In the same time period as the .kosher application, ICANN declined an application for .halal, citing the sensitivity of issues related to religion. The objecting organizations pointed out the different treatments of .halal and .kosher, stating that the objection to .halal was valid and that .kosher should have been treated in the same manner.

=== Implementation ===
An expert from the International Chamber of Commerce found that the objections to OK Kosher's application were not supported by the circumstances. On January 14, 2014, the rights to the .kosher domain were granted to Kosher Marketing Assets LLC, a subsidiary of OK Kosher.

After the rights were granted, OK Kosher's public relations director expressed satisfaction with the decision and said it was "a little bit too early for [OK Kosher] to know" how the domain would be used.
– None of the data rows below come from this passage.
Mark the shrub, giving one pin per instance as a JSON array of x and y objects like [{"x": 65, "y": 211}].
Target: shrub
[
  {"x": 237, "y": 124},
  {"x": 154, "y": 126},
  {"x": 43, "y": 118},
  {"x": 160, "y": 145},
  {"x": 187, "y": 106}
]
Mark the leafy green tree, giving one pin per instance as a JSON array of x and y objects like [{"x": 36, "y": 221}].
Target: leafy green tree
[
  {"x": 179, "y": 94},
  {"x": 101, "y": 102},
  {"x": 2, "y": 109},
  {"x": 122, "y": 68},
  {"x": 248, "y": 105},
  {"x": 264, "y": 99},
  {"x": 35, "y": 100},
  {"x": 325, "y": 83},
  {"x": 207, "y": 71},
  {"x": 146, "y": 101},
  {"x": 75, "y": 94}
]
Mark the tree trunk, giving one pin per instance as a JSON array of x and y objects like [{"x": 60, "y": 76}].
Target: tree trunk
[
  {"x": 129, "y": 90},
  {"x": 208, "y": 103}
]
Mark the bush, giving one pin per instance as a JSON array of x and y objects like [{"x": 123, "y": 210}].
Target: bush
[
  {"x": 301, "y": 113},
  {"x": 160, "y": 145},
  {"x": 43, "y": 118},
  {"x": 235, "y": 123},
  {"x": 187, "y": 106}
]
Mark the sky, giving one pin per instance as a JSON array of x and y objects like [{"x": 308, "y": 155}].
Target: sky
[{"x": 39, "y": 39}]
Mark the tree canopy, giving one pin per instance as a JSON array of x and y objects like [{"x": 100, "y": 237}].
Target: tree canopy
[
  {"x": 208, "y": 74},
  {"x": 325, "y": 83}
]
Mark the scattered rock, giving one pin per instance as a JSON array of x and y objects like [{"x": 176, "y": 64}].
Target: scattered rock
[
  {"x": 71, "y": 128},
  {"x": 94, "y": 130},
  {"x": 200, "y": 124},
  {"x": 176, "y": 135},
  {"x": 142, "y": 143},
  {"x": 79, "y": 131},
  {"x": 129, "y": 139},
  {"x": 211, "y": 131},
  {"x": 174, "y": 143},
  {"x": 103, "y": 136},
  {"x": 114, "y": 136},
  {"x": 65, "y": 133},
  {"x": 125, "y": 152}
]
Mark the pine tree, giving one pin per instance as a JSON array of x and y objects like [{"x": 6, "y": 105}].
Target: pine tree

He stated that OK Kosher wanted the domain to be open to "other people who adhere to the Torah standards of kosher."

The eleven objectors filed for reconsideration of the decision. The chief executive officer of Orthodox Union's kosher certification agency stated that "we and our friends and colleagues who joined with us in this objection will all survive very well even if we lose," while expressing confidence in their argument for reconsideration. As of 2014, this is unresolved.